■家賃が高い、物価が高い
都内の古いワンルームに暮らしているトモコさん(43歳)。20代で結婚した経験があるが、約3年で離婚。新卒で入った企業で仕事を続けている。
「現在の収入は手取りで27万くらい。家賃は7万円です。田舎でわずかな年金を頼りに暮らしている母に3万、送っています。食費は1日1000円に抑えるようにしていますね。今年の新米は諦めました。私の食費5日分もかかるお米は買えない」
会社が福利厚生として契約しているスポーツジムがあるので、帰りはなるべくそこに寄って軽く運動をしてシャワーを浴びる。そうすれば自宅の風呂を使う必要がないので光熱費が抑えられる。
「それでもたまには服も買いたいし、友人や同僚と食事にも行きたい。
うちの課長、女性なんですが、夫がコンサル関係でかなりの高収入みたい。時々奢ってくれるので、私たちは『栄養補給』とありがたがっています」
笑いながらそう言うトモコさんだが、ときには「どうしてこんなに節約して暮らさなければいけないのだろう」と思うこともあるという。
■収入増を目指し毎晩勉強
「アニメが好きで、その関連である声優さんのファンになったんです。ファンはけっこう地方のイベントまで追いかけていくけど、私にはとても無理。自分のできる範囲で推し活するしかないと諦めています。推し活もお金次第だと思うと、ちょっと寂しいですが」
それでも夢がないわけではない。今までも社内の昇進試験を受けたり資格取得にチャレンジしたりしてきたが、成功してもあまり収入飛躍にはつながらなかった。だから今年からは、収入や立場がかなり変わる資格を取得するため勉強を続けている。
「3年計画ですね。関連のある資格を2つ取得するつもりで、毎晩、勉強しています。
気づけば入社20年、同期の男性たちとは収入差もある。自分の方が仕事をしているのにという思いも拭えない。
■それでも頑張るしかない
いつまでたっても男女の賃金格差はなくならない。同一の仕事をしているなら同一賃金を払うべきだが、なかなか実現しないのが現実だ。
「システムとしてきちんとしてほしいけど、私が一人でそう叫んでもどうにもならない。だからきちんと資格をとるのが早道だと悟りました」
この先、田舎の母親の介護も視野に入ってくるが、自分が仕事をやめたら食べてはいけない。どうすればいいのかと時々不安になるという。

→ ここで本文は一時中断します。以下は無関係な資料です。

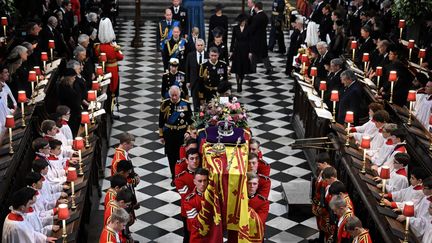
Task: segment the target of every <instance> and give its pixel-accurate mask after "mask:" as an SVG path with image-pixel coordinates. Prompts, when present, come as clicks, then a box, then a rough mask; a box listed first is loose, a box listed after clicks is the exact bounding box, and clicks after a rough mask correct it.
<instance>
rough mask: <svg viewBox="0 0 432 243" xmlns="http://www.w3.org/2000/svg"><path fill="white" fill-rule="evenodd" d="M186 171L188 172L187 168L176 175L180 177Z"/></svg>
mask: <svg viewBox="0 0 432 243" xmlns="http://www.w3.org/2000/svg"><path fill="white" fill-rule="evenodd" d="M185 173H186V170H184V171H182V172H180V173H178V174H177V175H176V178H179V177H180V176H181V175H183V174H185Z"/></svg>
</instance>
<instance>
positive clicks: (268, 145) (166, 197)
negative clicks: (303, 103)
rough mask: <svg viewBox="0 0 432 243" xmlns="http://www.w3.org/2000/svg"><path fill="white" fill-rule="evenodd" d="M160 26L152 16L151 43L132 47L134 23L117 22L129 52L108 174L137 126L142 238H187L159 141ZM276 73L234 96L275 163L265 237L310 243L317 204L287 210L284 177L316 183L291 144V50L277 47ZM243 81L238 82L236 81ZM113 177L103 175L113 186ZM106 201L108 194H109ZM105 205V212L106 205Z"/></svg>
mask: <svg viewBox="0 0 432 243" xmlns="http://www.w3.org/2000/svg"><path fill="white" fill-rule="evenodd" d="M155 32H156V24H155V23H152V22H146V23H145V24H144V26H142V27H141V36H142V38H143V41H144V46H143V47H141V48H137V49H135V48H132V47H130V42H131V40H132V38H133V36H134V27H133V22H132V21H123V22H120V24H119V26H118V27H117V39H118V43H119V44H120V45H121V46H122V50H123V53H124V54H125V59H124V61H122V62H121V66H120V70H121V73H120V77H121V92H120V99H119V100H120V116H121V120H119V121H115V122H114V126H113V130H112V138H111V141H110V142H111V145H112V148H111V149H110V151H109V153H108V156H109V157H108V158H107V168H106V170H105V174H106V176H109V175H110V168H109V165H110V164H111V163H110V161H111V158H112V154H113V151H114V150H113V148H114V146H115V145H116V144H117V143H118V139H117V138H118V135H119V134H120V133H122V132H129V133H132V134H134V135H135V136H136V143H135V144H136V147H135V148H133V149H132V150H131V151H130V155H131V157H132V161H133V163H134V165H135V171H136V172H137V173H138V174H139V175H140V176H141V183H140V184H139V185H138V187H137V188H136V193H137V198H138V201H139V203H140V205H141V208H140V209H139V210H138V211H137V212H136V215H137V217H138V220H137V221H136V223H135V224H134V225H133V226H132V227H131V230H132V231H133V232H134V234H133V236H134V238H135V240H138V241H139V242H182V222H181V219H180V215H179V213H180V207H179V205H180V197H179V195H178V194H177V192H176V191H174V188H172V187H171V186H170V182H171V180H170V179H169V175H170V172H169V168H168V166H167V164H168V161H167V159H166V157H165V155H164V149H163V146H162V145H161V144H160V143H159V142H158V133H157V130H158V125H157V121H158V111H159V104H160V84H161V75H162V72H163V68H162V65H161V58H160V55H159V54H158V53H157V52H156V44H155ZM270 56H271V62H272V64H273V66H274V69H275V71H276V73H275V74H273V75H271V76H268V75H264V69H263V68H258V73H256V74H253V75H250V76H249V77H247V80H245V81H244V88H243V89H244V91H243V92H242V93H240V94H236V92H235V87H236V86H235V85H233V88H234V89H233V91H234V94H236V96H237V97H238V98H239V100H240V101H241V102H242V103H244V104H245V106H246V107H247V109H248V110H249V113H250V118H251V120H250V125H251V127H252V132H253V134H254V136H256V137H257V138H258V139H259V140H260V141H261V143H262V150H263V153H264V156H265V160H266V161H267V162H269V163H271V167H272V169H271V176H270V177H271V181H272V190H271V193H270V196H269V200H270V201H271V204H270V213H269V217H268V220H267V223H266V241H265V242H284V243H286V242H293V243H294V242H307V240H306V239H311V238H315V237H316V236H317V230H316V226H315V219H314V218H312V217H311V214H310V211H309V210H304V211H305V212H302V213H297V214H296V215H291V213H290V214H288V213H287V207H286V202H285V201H284V199H283V196H282V186H281V182H290V181H294V180H297V181H309V179H310V176H311V171H310V168H309V165H308V163H307V161H306V160H305V157H304V156H303V153H302V151H300V150H292V149H291V148H290V147H289V146H288V145H287V144H289V143H290V142H292V141H293V138H294V137H295V135H294V131H293V128H292V126H291V124H290V115H291V113H292V109H293V93H292V92H290V91H289V90H290V89H291V88H292V82H293V81H292V80H290V79H287V78H286V76H285V74H283V71H284V68H285V59H284V56H282V55H280V54H276V53H270ZM231 82H232V83H233V84H235V80H234V79H231ZM108 187H109V182H108V181H107V180H103V183H102V189H103V190H104V191H105V190H106V189H107V188H108ZM101 203H103V197H102V199H101ZM99 210H103V206H102V204H100V206H99Z"/></svg>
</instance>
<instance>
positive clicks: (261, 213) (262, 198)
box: [249, 194, 270, 228]
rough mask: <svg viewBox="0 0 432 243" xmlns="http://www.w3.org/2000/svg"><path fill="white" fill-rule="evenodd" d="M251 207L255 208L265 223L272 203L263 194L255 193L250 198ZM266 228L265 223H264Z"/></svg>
mask: <svg viewBox="0 0 432 243" xmlns="http://www.w3.org/2000/svg"><path fill="white" fill-rule="evenodd" d="M249 207H251V208H253V210H255V212H256V213H257V214H258V216H259V217H260V219H261V222H263V224H265V222H266V220H267V216H268V212H269V210H270V203H269V201H268V200H267V198H265V197H264V196H263V195H260V194H255V195H253V196H251V197H250V198H249ZM264 228H265V225H264Z"/></svg>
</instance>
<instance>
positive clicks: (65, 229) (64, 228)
mask: <svg viewBox="0 0 432 243" xmlns="http://www.w3.org/2000/svg"><path fill="white" fill-rule="evenodd" d="M62 224H63V235H62V237H63V242H67V241H66V238H67V230H66V219H63V220H62Z"/></svg>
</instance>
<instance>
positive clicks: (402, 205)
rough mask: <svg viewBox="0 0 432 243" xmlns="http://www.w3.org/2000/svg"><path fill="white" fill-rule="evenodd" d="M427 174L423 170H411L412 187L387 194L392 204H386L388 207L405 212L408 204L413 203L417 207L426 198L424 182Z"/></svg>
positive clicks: (418, 169) (418, 168)
mask: <svg viewBox="0 0 432 243" xmlns="http://www.w3.org/2000/svg"><path fill="white" fill-rule="evenodd" d="M426 177H427V173H426V172H425V171H424V170H423V169H421V168H414V169H412V170H411V176H410V183H411V186H409V187H407V188H405V189H401V190H399V191H394V192H391V193H388V194H387V198H389V199H391V200H392V202H389V203H388V204H387V203H386V205H387V206H390V207H392V208H397V209H399V210H401V211H402V210H403V207H404V205H405V203H406V202H408V201H410V202H413V203H414V205H417V204H418V203H419V202H420V200H421V199H422V198H423V197H424V194H423V180H424V179H426Z"/></svg>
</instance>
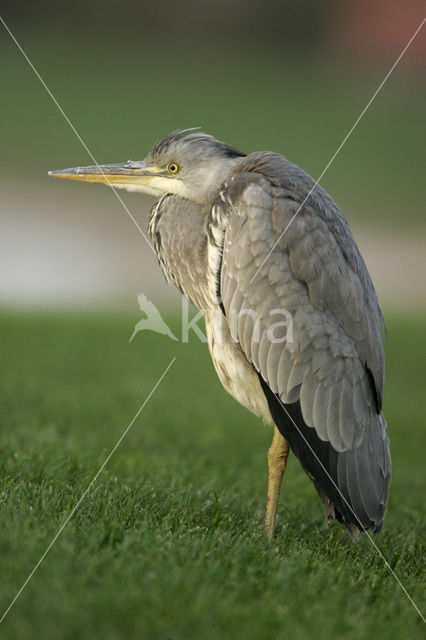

「私は貯金もたいしてないし、母の介護も不安だけど、自分が病気になったらという恐れもある。今の生活は母も私も元気でないと成立しない。それに私が年金を手にできるのは、きっと70歳越えてから。あるいは75歳になっているかもしれない。そこまでどうやって生活すればいいんだろうと考えることもありますね」
日常のトモコさんの夕食は質素だという。
「肉は安い鶏肉を買って小分けにしておく。牛肉はせいぜい細切れを牛丼にするとか。魚はなかなか高くて買えないので、時々しらす干しを。洗い物が多いと水道代が上がるから、凝った調理はしません」
まじめに働いて20年。それなのに新米さえ買えない生活。何かが間違っていると思うが、日々、生活していかなければならないのが現実だ。
■もっと大きな喜びやチャンスがある人生に転換したい
「給料が上がるとか、もっと家賃の安い公立集合住宅を増やすとか、何か対策がほしいところです。
さまざまなポイント活用もしたいところだが、そこまでの手間暇をかける時間がないと彼女は言う。
「ボーナスが出たときくらいですかね、少しぜいたくができるのは。この年末年始もおいしいものを買って、実家で母と細々と楽しむ予定です」
一応、正規雇用ではあるし、職場でも私生活でも人間関係に悩みがないのはありがたいことだと彼女は言う。
「ただ、ネガティブなことがないからハッピーとするより、もっと大きな喜びやチャンスがある人生に転換したいとは思っています。なんだか私たち、みんな萎縮しているような気がするんですよね」
地道に頑張る人たちが報われる世の中になる日は来るのだろうか。